Девушка прижмурила ресницы и какое-то время не могла их открыть – не хватало сил.
– Го-го! – прогорготало ее горло. Больная пробовала поднять руку, пытаясь показать что-то. По бреду больной, по вещам, по следам и порубкам Аким уяснил: в избушке было двое, девушка и мужчина. Скорей всего мужчину-то и звали Гогой или Григорием, или еще как-то, на букву «г», о нем-то и хотела девушка попытать или сообщить, куда тот делся, и поискать просила своего связчика, мужа ли.
Аким делал вид, будто не понимает просьбы больной, потому что одну ее оставлять пока нельзя. Гога же или Григорий скорее всего утерялся в тайге, и найти его – дело длинное, головоломное, почти невозможное, однако искать все равно придется. Приговоренно вздохнув, охотник вытирал девушке губы полотенцем и про себя удручался: «Е-ка-лэ-мэ-нэ! Вот попал так попал – ни кина, ни охоты!» – такую жалобу ему один товарищ-скиталец написал когда-то с целинных земель.

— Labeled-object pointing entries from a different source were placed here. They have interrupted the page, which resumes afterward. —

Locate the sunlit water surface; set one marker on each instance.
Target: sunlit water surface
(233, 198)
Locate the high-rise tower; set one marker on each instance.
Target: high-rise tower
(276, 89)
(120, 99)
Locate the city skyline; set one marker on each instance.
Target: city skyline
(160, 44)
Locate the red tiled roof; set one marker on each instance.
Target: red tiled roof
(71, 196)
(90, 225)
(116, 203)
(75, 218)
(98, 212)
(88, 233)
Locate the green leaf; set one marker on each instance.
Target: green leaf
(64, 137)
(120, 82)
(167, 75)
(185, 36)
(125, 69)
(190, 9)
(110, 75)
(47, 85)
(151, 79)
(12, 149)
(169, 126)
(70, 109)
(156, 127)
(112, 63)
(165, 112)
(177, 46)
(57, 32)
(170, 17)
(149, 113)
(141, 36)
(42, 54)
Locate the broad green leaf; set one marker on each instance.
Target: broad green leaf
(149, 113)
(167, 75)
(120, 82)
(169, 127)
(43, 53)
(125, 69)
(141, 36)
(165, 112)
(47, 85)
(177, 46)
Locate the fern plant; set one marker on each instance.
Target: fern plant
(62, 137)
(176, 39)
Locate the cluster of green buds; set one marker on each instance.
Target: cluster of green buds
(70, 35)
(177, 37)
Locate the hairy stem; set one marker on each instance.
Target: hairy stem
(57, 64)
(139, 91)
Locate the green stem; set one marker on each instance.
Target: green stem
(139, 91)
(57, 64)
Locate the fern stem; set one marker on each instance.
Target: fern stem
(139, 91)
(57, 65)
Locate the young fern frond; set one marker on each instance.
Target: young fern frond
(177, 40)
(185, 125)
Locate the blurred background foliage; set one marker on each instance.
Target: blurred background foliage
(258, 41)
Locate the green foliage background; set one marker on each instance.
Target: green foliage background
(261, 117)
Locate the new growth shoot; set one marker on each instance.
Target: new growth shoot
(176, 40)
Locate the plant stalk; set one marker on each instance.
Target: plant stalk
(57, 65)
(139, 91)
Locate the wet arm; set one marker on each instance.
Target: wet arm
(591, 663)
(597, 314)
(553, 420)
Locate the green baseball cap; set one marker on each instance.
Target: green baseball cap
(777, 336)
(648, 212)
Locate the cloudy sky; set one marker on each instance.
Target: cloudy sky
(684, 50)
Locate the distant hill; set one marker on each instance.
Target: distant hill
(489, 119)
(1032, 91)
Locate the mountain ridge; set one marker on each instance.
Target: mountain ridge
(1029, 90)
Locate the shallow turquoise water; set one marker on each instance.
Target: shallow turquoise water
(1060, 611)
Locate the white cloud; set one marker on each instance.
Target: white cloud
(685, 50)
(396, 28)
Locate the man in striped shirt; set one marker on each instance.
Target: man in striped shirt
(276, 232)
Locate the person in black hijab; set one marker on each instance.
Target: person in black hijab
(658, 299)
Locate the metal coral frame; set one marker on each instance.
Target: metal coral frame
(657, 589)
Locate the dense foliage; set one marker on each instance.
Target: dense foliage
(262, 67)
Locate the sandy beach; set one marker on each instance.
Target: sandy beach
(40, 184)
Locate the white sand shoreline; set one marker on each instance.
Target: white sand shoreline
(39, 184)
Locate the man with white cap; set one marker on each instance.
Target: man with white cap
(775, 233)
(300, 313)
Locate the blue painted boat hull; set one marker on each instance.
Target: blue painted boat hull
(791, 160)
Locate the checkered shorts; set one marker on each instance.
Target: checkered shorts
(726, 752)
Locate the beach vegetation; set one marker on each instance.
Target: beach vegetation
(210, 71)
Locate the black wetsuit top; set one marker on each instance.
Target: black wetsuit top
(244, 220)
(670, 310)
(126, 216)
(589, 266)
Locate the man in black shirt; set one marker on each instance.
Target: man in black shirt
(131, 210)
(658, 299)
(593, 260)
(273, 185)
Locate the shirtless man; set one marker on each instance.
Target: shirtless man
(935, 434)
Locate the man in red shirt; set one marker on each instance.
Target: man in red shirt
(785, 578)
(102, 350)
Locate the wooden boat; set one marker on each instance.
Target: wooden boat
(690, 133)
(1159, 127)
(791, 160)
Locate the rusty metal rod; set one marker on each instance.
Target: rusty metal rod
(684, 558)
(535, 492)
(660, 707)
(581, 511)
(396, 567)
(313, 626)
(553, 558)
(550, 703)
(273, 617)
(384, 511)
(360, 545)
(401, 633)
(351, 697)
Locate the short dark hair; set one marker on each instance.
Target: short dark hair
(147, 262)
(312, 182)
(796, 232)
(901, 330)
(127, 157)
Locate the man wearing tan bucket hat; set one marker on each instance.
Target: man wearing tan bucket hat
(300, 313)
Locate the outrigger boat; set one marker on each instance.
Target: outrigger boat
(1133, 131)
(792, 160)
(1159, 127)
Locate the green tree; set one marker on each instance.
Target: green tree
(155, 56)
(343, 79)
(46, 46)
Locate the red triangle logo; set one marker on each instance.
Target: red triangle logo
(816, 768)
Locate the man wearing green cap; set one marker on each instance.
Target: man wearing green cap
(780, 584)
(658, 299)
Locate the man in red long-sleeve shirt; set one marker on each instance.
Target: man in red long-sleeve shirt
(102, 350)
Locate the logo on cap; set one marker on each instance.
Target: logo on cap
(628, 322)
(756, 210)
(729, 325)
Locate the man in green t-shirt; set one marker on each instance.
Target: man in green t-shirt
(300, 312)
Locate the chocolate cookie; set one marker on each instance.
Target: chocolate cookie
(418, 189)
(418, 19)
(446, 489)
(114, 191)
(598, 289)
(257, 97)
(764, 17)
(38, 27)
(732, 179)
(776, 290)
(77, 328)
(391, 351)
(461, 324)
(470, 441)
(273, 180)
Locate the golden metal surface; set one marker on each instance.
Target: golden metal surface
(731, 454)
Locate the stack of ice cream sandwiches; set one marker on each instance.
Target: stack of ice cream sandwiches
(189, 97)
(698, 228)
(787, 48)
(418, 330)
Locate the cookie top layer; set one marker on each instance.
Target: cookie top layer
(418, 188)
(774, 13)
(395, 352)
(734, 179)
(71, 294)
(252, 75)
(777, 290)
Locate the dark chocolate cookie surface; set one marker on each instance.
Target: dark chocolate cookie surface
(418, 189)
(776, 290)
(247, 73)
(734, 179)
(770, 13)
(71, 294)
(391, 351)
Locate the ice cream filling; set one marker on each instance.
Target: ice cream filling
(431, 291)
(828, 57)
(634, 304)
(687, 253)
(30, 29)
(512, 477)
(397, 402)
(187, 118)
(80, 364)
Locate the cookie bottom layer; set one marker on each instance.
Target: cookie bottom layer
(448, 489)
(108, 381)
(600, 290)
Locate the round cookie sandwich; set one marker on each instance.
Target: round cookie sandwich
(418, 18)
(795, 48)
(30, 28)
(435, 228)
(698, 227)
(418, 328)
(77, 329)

Акиму так смешно было, что сделалась та жалоба-вопль его поговоркой.
И вот черная струйка градусника первый раз уперлась в красную перекладину и замедлилась. Аким стряхнул градусник, снова сунул его девушке под руку. Температура стояла на тридцати семи. Аким щелкнул пальцами, даже стукнул себя по колену, утер лицо рукой и, шумно выдохнув: «Пор-рядок!» – напоил больную отваром из трав и чаем с брусникой. Сразу стало невыносимо держать себя на ногах, голову долило – так убайкался за эти дни. Бросив телогрейку на кедровый лапник, он собрался соснуть часок, но пробудился засветло. Вскрикнув: «Ё-ка-лэ-мэ-нэ!» – бросился к больной, думая, что она умерла…
Нет, девушка не умерла и даже в сухом лежала. Но сил на то, чтобы остаться сухой, потратила так много, что опять впала в забытье, и у нее подскочила температура. «Фершал, н-на мать!» – изругал себя Аким и стал на ночь пускать в зимовье Розку. Собака поначалу от приглашения деликатно уклонялась. Чувствовала себя в избушке стесненно, когда ни посмотришь – шевельнет хвостом и к порогу. Но словно бы что-то уразумев, смирившись с участью, с придавленным, бабьим стоном вздохнула и легла у дверей. Ночью Розка часто вскидывала голову, смотрела на нары, принюхивалась и, успокоившись, шарилась зубами в своей шерсти, выщелкивала кого-то, зализывала взъерошенное место, приглаживая себя. Чуткому уху охотника и такого шума доставало, чтоб не проваливаться на бесчувственное дно забытья, а спать впросон.
Через неделю после того, как опала температура у больной, тайгу оглушил первый звонкий утренник, и в это же утро, тяжело переворачивая язык, девушка назвала свое имя – Эля. Услышав себя, она растерялась, заплакала. Аким гладил ее по голове, по чистому волосу, успокаивал, как умел. С того дня Эля принялась торопливо есть, не стыдилась жадности – накапливала силу. Чуть окрепнув, уже настойчивей заговорила:
– Надо Го-гу… Надо… Там… – приподняв руку, показала больная в сторону Эндэ.
Аким еще в первый день своего пребывания в зимовье обнаружил зацепленную в щели бревна своедельную блесну с обломанным якорьком; на подоконнике белели обрывки лесок, ржавело заводное колечко.